Gabriella kept walking, her mind churning over the information as she went. “It’s old electric work, not thoroughly modernized,” she said. “They still have some active knob and tube wiring in there. So the fact that they need to update the electric hid that, especially if no one knew about the poltergeist activity from when she was a kid. They would just assume it was the wiring. There was no way to connect Father McEnerney’s blessing with this case before now because nothing is ever cataloged correctly.”
“I can’t work miracles,” Bradley said.
“I didn’t mean at our branch.”
This felt good, it felt right despite where she was. She might be trapped in a time manipulation with an endless hallway filled with haunted illusions, but she was finally putting the pieces together.
“She died first,” Gabriella said. “And she would have left behind everything she knew. Her home, her husband, her whole life was here. So she stayed. I mean, who knows what he might have done if Sarah wasn’t here to protect the hotel, right? He could have torn it down. Or sold it. Wasn’t that the only time she stood up to him, when he wanted to sell? So of course she stayed to protect her hotel. She loves the place, and she’s so angry. It doesn’t matter that she wasn’t sealed in because she can’t leave anyway. She trapped herself here with her love and her anger. What do you think, Amelia?”
There was no answer. “Shit,” Gabriella muttered as she passed Room Two-Nineteen.
“If she wasn’t trapped here by outside forces, then she wouldn’t degrade like the ghost at the Jarvis Street School,” she said to herself and anyone else who might be listening, maybe even Sarah Morgan herself. “It was the imprisonment that did that last time. But what if…what if she loved and hated her life in equal measure? What if she was so attached to it that she wasn’t going to let go? But she also couldn’t let it go, even if she wanted to.

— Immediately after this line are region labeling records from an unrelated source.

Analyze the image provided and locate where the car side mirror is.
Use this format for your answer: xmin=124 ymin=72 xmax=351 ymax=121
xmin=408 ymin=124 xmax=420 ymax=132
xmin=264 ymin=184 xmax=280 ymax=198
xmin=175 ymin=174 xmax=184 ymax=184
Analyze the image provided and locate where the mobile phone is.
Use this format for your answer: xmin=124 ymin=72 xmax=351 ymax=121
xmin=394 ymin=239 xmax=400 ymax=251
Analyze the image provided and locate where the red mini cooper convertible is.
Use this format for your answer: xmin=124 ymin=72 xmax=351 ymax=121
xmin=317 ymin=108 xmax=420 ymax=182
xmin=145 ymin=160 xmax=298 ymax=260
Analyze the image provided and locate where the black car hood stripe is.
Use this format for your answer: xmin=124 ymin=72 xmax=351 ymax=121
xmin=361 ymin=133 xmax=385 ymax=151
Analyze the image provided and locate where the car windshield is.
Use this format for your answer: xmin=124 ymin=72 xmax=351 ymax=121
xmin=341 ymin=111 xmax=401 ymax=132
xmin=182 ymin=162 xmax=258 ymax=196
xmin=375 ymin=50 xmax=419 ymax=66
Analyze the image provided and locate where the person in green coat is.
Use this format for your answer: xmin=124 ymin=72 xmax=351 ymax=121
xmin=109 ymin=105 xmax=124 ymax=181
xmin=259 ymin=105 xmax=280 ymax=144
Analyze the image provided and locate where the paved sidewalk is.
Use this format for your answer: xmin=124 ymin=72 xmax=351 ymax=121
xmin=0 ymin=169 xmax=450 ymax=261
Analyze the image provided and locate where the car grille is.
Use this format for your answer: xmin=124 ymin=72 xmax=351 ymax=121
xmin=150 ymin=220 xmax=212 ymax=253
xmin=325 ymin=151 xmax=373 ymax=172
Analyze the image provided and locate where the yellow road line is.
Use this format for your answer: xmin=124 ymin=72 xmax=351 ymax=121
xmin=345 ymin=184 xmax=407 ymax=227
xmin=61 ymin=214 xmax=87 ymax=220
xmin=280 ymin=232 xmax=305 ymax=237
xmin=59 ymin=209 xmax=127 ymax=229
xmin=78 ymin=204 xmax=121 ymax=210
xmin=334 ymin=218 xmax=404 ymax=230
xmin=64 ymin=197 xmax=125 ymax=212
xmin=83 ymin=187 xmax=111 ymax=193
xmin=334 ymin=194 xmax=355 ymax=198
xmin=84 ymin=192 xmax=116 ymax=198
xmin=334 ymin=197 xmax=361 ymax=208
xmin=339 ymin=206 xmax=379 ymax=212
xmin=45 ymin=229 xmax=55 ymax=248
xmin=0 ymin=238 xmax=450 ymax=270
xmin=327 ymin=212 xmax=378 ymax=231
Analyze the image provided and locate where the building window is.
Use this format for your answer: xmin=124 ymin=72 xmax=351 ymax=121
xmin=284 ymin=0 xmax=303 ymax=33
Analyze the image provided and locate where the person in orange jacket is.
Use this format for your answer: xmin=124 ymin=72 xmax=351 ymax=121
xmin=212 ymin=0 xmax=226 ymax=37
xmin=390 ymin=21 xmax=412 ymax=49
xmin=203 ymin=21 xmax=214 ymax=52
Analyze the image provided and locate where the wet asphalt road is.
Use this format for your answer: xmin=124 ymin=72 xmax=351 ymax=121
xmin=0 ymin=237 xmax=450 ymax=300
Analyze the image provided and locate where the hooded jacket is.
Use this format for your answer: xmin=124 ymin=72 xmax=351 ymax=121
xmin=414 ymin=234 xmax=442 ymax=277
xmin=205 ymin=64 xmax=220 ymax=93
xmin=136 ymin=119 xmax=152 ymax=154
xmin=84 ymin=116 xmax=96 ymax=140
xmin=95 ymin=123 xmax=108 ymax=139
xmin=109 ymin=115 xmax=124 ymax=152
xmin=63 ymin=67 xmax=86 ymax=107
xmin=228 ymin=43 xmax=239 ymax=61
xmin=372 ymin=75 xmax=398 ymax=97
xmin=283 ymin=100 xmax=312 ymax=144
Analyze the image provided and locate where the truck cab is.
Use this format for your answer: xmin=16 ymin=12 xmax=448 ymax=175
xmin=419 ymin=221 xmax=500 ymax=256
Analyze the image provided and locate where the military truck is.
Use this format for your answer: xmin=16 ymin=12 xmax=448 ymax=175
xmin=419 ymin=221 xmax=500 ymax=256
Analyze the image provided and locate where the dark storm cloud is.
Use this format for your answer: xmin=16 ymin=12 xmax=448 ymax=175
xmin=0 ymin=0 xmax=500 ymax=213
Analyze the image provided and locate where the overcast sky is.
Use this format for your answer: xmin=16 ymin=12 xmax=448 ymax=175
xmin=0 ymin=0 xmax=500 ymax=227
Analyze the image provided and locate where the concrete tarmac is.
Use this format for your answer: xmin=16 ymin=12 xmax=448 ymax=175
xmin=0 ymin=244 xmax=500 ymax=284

So she stays and stews and resents and hates. And all of that stayed here too, long after Herbert’s death, along with the love. She couldn’t let go of her love for this hotel and her life that revolved around it completely, so she couldn’t let go of the anger either. That’s what’s trapping her here, nothing outside of her. This time bend, this fucking, stupid…” Gabriella let out a slow breath as she looked at the endless line of rooms ahead of her. “It has to be a manifestation of that. If we can help her let go, then she can move on and the activity will stop.”
Hopefully this was recording to Bradley’s computer, even if he couldn’t hear her. She was going to need to remember it all when she got out of this time bend and they could actually make a plan. Gabriella passed Two-Nineteen for a second time, the stained glass windows on the other side of the wall showing only darkness outside. It was late, probably coming up to eleven where time actually had meaning. If they decided what to do around midnight, maybe they could even get it done tonight after all.
Something flew out of an open doorway, narrowly missing her head. It shattered against the wall. “Sarah!” Gabriella exclaimed.
“Gabriella?”
It was Graham again. “Graham, can you see me on the screen?” she asked.
“I’m stuck in traffic,” he replied. “You’re coming through on my comm, I still have it turned on. I should be at the house any minute, but there’s a water main break and they’re redirecting us. And there’s so much traffic for this late at night.”
Two-Fourteen. Two-Thirteen.
The chill that came over Gabriella had her scrambling for her holy water. The brooch pinned to her baggy t-shirt provided some protection, but the fury here felt like it could just melt the jewelry right off of her chest.
The darkened window beside her exploded, glass shards flying out at her just as she turned to pull the small vial out of her pocket. As Gabriella looked up to see what was happening, a searing pain shot across her cheekbone, down toward her mouth. And this time, the hot blood that began pouring from the wound was very real.